Unit Propagation - Moving from reStructuredText and docutils to Markdown and pandoc

In the second half of 2024, I got an itch to start a blog again. By now, I’m old enough to realize this is a 3-5 yearly cycle, so there’s not much use resisting it. “Who knows,” I thought back then, “maybe this time it will stick!”

When writing for personal interest, there is one topic that I try to stay away from as much as possible. For one, this topic is only interesting to a small handful of people. It also sucks up large amounts of time easily, because it’s both fun to write and a complicated fractal that can be explored endlessly.

This thing I avoid is, you might’ve guessed it already, the meta blog post. That is, a blog post about writing for and maintaining the blog on which the post will be posted.

As it is now exactly a year since I published my first blog post for this site, I decided to indulge myself, and allow myself to write a meta blog post about this topic.

When I created this site in 2024, static site generators (SSGs) were, and still are, all the hype, and I was in the market for a plaintext system to build my own SSG with. A few months earlier Hillel Wayne had written a blog post praising RestructuredText (rST).¹ It also has a semi-formal specification, which, being a formal methods researcher, attracted me like a moth to a flame. Finally, for a previous blog I had also used rST to write posts, so in a way it felt somewhat familiar.

Unfortunately, after using rST and docutils, a library for piecemeal processing of rST, I concluded the experience is not as pleasant as I’d hoped.

The main takeaway is that, if you want a zero-hassle setup, with basic good-looking outputs for little effort, it’s hard to beat MD+pandoc. However, if you have some ideas about what the output should look like, and have time to invest in getting things right, I’d wholeheartedly recommend rST+docutils. You’ll get more bang for your buck there in the long term. Or, as another alternative, if you don’t mind a more opinionated tool that takes more control of your workflow, or want something that has more features to offer, Sphinx is also a good candidate.

To know all the gory details of how I came to these conclusions, read on! I’ll cover how I ended up choosing rST, the problems I ran into while using rST+docutils for my SSG, and what I expect to gain by moving to MD+pandoc.

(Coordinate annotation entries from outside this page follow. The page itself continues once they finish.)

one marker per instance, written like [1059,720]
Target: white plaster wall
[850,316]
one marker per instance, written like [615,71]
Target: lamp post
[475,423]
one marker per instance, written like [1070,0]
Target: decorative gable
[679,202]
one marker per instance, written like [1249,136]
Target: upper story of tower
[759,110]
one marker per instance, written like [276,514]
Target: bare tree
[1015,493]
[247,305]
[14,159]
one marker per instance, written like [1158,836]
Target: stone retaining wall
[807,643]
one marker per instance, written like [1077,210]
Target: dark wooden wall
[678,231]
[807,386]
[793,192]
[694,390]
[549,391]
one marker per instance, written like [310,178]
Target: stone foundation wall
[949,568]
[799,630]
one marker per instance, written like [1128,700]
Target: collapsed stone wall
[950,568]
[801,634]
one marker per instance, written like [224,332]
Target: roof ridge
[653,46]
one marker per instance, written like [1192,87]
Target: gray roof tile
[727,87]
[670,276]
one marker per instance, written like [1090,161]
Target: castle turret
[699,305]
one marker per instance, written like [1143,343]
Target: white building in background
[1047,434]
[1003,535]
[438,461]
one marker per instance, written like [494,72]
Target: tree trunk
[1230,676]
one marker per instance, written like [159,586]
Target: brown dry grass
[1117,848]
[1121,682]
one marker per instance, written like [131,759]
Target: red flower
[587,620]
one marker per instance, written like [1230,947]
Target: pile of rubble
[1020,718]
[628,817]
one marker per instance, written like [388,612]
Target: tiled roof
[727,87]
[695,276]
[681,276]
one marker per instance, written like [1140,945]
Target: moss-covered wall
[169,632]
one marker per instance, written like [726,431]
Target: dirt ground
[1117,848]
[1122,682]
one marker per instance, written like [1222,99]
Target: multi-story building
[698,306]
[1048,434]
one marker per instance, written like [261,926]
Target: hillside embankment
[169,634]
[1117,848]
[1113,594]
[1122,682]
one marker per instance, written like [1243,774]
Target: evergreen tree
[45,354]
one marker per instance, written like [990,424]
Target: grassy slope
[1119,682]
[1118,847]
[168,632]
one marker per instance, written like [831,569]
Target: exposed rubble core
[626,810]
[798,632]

How I ended up choosing rST

I remember using rST for my previous blog (web archive link). I was only using it because it happened to be the default input format of Nikola, so I experienced it more from an end-user perspective.² Generally, I liked rST! I had some experience with Markdown (MD), so rST wasn’t too strange. I do remember having a hard time remembering the proper rST syntax for things, and looking them up a lot.

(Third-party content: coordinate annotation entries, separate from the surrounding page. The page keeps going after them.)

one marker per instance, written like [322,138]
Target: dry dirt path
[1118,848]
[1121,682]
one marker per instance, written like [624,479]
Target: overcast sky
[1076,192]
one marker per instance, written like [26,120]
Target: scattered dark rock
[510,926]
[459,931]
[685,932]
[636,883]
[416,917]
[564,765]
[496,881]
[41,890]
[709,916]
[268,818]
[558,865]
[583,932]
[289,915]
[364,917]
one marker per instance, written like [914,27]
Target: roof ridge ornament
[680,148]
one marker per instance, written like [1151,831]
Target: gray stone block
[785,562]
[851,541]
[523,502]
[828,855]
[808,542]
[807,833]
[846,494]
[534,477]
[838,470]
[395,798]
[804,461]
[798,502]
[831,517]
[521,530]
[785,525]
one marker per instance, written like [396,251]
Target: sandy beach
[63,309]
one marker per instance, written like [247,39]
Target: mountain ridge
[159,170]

With this experience in the back of my mind, I encountered Hillel’ blog post, and was immediately convinced. To summarize, these were the primary reasons.

Extensible syntax

RestructuredText has two pieces of syntax designed to be customized by users: directives and interpreted text roles (also called just roles). Directives are blocks of text that look something like this (example from the rST docs):

.. figure:: larch.png
   :scale: 50

   The larch.

In this example, figure is not a keyword built into the rST language, but just one instance of this reusable block syntax. By replacing figure with a keyword of your choice, you can change the meaning of the block into something specific to your use case. Maybe you want some kind of media block? Or an interactive quiz block?

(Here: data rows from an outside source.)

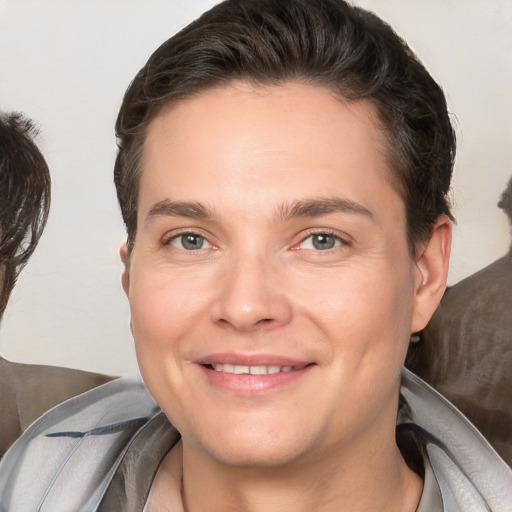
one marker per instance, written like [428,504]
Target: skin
[304,257]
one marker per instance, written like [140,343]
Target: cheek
[365,313]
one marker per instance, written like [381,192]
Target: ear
[124,252]
[431,273]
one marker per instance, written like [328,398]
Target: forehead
[270,142]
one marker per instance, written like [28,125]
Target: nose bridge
[250,294]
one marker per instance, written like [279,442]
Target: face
[271,288]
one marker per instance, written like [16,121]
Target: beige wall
[67,63]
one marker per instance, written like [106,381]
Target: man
[282,172]
[26,391]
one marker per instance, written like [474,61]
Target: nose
[251,295]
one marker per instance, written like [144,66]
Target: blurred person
[26,390]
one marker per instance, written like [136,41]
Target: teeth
[252,370]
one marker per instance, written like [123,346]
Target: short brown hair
[25,191]
[323,42]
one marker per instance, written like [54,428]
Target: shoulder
[81,439]
[470,474]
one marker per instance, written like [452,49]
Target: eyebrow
[287,211]
[190,209]
[320,207]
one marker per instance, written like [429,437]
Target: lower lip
[245,384]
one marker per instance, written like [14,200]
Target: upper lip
[252,360]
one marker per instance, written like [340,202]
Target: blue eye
[320,242]
[188,241]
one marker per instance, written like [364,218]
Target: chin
[254,445]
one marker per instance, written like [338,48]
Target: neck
[359,482]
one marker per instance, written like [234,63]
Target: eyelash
[168,240]
[343,241]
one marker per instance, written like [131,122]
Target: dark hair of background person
[327,43]
[25,192]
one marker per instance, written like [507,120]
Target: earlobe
[432,272]
[125,258]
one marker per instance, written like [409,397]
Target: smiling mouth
[253,370]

The other customizable element are roles. These are intended for inline text, and look like this (example from the rST docs):

See :RFC:`2822` for more info.

Here, the customizable keyword is RFC, and the text for the inline element is between the backticks.

In my opinion, there’s just enough structure in these syntaxes to be useful for a wide spectrum of use cases, without being overly verbose. When I first found out about this, I immediately realized this is a killer feature, as it offers a clear next step for when you want to start using more annotations in your documents. Possibly you could even go in a semantic direction. It’s unfortunate that the MD community has not settled on a standard syntax for a custom inline and block element.

Precise design

RestructuredText made the immediate impression on me that effort has been put into making the design at least somewhat precise. The reference spec for rST is precise, providing a solid starting point for implementors, or at least a clear description that would allow a developer to ask useful questions about ambiguities. Part of rST is the docutils document model, which is essentially an XML-like notation to describe rST documents without ambiguity. I have used this with succes to reliably inspect and debug rST documents.

The docutils library

Docutils, is, as far as I know, the main library around to process rST in python. To me, its major selling point is that it allows adding customizable syntaxes. It achieves this by having a read-transform-write architecture, which makes it clear where I need to add code if I want to e.g. transform custom elements into HTML, or would ever want to consider another output format

I also like that docutils supports adding customizable syntaxes at run-time. This means I can just hook up my handlers before calling docutils, instead of having to fork docutils and put my custom handlers into the sources of docutils.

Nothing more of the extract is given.